Firmino Filho, ex-prefeito de Teresina

O ex-prefeito de Teresina , Firmino Filho , foi encontrado morto na tarde desta terça-feira (6) à frente da portaria de um prédio na zona Leste da capital piauiense. A polícia ainda investiga o caso, mas a assessoria de imprensa de Firmino diz que ele teria caído do edifício. A informação é do G1 Piauí.

A possibilidade de uma queda ainda foi confirmada pelos investigadores e a suspeita é que o ex-prefeito possa ter cometido suicídio. O corpo foi encontrado no prédio onde funciona o Tribunal de Contas da União (TCU), onde Firmino era servidor de carreira.

Firmino da Silveira Soares Filho tinha 57 anos, era economista, político filiado ao PSDB e professor da Universidade Federal do Piauí (UFPI). Ele foi quatro vezes prefeito de Teresina.

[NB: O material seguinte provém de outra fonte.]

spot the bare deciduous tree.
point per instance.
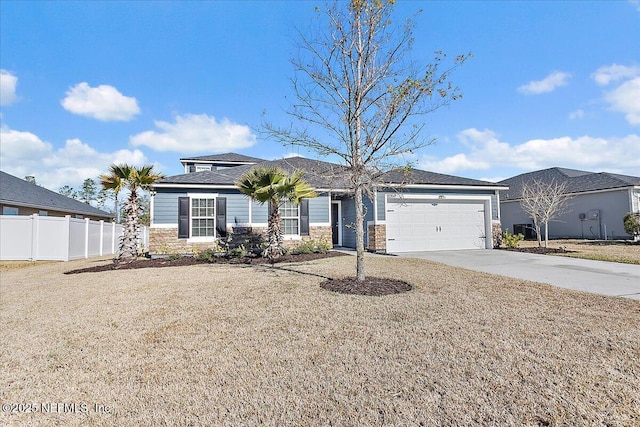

Foi eleito, pela primeira vez em 1996, com 33 anos, reeleito em 2000 e voltou a vencer a disputa municipal em 2012 e reeleito novamente em 2016. Seu mandato terminou no ano passado.

O político também foi deputado estadual e vereador de Teresina. O presidente nacional do PSDB, Bruno Araújo, lamentou a morte de Firmino Filho. “Brilhante administrador”, declarou.

O governador de São Paulo, João Doria (PSDB), se manifestou sobre a morte de Firmino e prestou solidariedade à família. “Recebo com muito pesar a notícia da trágica morte do ex-prefeito de Teresina, Firmino Filho. Minha solidariedade à família e seus amigos”, escreveu o tucano em uma publicação no Twitter.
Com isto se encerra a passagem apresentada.